Im Dezember 2012 war nach unserer Kenntnis auf Einladung von Herrn Glanz der britische Journalist Harry Fear zu einem Vortrag in der IGS Flötenteich. Bei einem öffentlichen Auftritt des Journalisten in Oldenburg hat dieser völlig distanzlos Partei ergriffen für die islamistische Hamas. Einen Veranstaltungsbericht gibt es hier.
Ist die Schulleitung über die genauen Inhalte der o.a. Veranstaltungen informiert? Ist es das, was den GEW-Vorstand zur Lobeshymne (»weit über das Mindestmaß hinausgehendes Engagement für Frieden, Verständigung, Aufklärung und Toleranz«) auf Herrn Glanz veranlasst? Inwieweit ist der GEW-Ortsverband überhaupt kompetent und berechtigt, die pädagogische Arbeit von Lehrer_innen zu bewerten? Im Normalfall ist das die Aufgabe der Schulleitung und der Landesschulbehörde.

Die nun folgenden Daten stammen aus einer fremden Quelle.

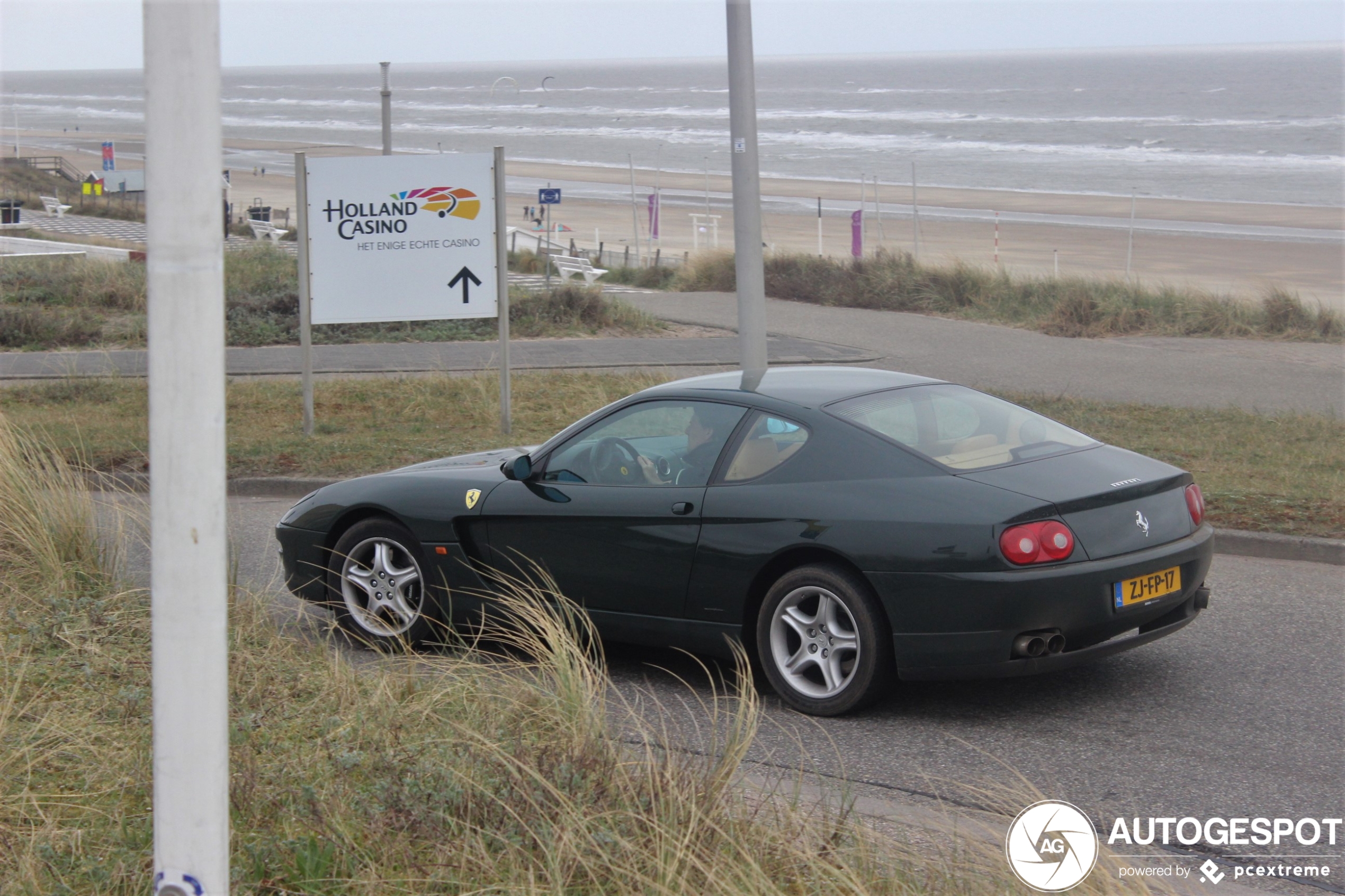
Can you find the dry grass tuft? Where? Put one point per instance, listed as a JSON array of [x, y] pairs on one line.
[[1074, 306]]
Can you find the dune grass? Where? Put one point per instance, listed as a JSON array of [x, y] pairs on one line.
[[506, 765], [1060, 306], [1259, 473], [76, 303]]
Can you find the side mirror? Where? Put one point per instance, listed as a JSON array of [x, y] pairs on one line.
[[518, 468]]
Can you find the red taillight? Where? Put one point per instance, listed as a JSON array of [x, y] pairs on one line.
[[1196, 504], [1037, 543]]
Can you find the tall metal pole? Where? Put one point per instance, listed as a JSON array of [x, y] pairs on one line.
[[306, 297], [864, 223], [708, 188], [387, 96], [747, 190], [915, 210], [657, 221], [877, 210], [820, 226], [1130, 237], [502, 289], [187, 526], [635, 218]]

Der Landesverband und der Bundesverband der GEW haben eindeutig Position bezogen gegen die »Israelkritik« der BDS Kampagne; der Kreisvorstand Oldenburg fühlt sich mit der »Bewertung« der Kampagne entweder überfordert (sic!) oder unterstützt sie aktiv. Wir sind der Auffassung, dass der amtierende Kreisvorstand der GEW nicht mehr in der Lage ist, seinem Auftrag gerecht zu werden, die gesamte Mitgliedschaft des Kreisverbandes Oldenburg angemessen zu repräsentieren, sondern der GEW Schaden zufügt.

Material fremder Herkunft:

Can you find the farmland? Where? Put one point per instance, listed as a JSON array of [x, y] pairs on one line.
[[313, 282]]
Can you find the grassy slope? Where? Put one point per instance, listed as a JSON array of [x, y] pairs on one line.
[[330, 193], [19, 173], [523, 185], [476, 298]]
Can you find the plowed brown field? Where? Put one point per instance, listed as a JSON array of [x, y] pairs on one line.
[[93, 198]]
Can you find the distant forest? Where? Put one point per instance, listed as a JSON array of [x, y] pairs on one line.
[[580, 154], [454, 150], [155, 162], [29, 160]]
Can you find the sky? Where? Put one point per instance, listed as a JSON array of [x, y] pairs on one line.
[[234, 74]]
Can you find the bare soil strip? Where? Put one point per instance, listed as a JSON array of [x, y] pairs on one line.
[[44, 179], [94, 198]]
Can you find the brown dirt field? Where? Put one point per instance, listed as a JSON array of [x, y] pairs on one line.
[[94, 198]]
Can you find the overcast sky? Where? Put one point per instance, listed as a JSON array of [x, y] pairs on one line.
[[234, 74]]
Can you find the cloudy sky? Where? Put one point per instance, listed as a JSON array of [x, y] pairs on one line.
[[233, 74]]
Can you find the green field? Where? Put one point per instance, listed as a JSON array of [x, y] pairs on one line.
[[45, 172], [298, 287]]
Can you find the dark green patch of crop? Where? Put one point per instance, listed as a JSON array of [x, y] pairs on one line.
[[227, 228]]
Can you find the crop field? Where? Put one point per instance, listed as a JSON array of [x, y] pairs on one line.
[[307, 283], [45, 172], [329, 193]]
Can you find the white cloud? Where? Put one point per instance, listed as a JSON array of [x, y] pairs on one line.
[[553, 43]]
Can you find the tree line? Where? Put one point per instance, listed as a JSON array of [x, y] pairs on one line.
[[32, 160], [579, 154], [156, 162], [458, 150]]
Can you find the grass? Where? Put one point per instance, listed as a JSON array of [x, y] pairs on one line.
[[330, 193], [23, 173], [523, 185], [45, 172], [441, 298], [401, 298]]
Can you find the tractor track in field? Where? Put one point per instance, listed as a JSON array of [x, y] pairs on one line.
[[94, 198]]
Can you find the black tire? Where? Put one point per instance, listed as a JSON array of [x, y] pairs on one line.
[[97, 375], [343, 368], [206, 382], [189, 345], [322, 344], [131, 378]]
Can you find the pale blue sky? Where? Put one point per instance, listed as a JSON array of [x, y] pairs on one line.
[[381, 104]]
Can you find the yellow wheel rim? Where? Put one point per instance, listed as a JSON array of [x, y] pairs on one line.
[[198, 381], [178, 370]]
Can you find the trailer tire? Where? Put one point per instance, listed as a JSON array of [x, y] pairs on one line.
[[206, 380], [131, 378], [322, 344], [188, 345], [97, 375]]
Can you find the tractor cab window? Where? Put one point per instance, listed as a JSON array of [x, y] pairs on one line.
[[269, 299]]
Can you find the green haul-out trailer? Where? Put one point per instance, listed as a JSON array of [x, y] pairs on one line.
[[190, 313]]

Als Mitglieder der GEW hätten wir uns niemals vorstellen können, dass unsere Gewerkschaft sich in einen solchen Kampagnensumpf hineinziehen lässt.
Rolf Jordan
Hanne Boyn
Guido Frühauf
Barbara Hallerbach
Raimund Hethey
Christian Katz
Jan-Ole Kliem
Lisa Scheremet
Martin Vialon
Zum Foto: Protest gegen die BDS-Kampagne in Melbourne, September 2011.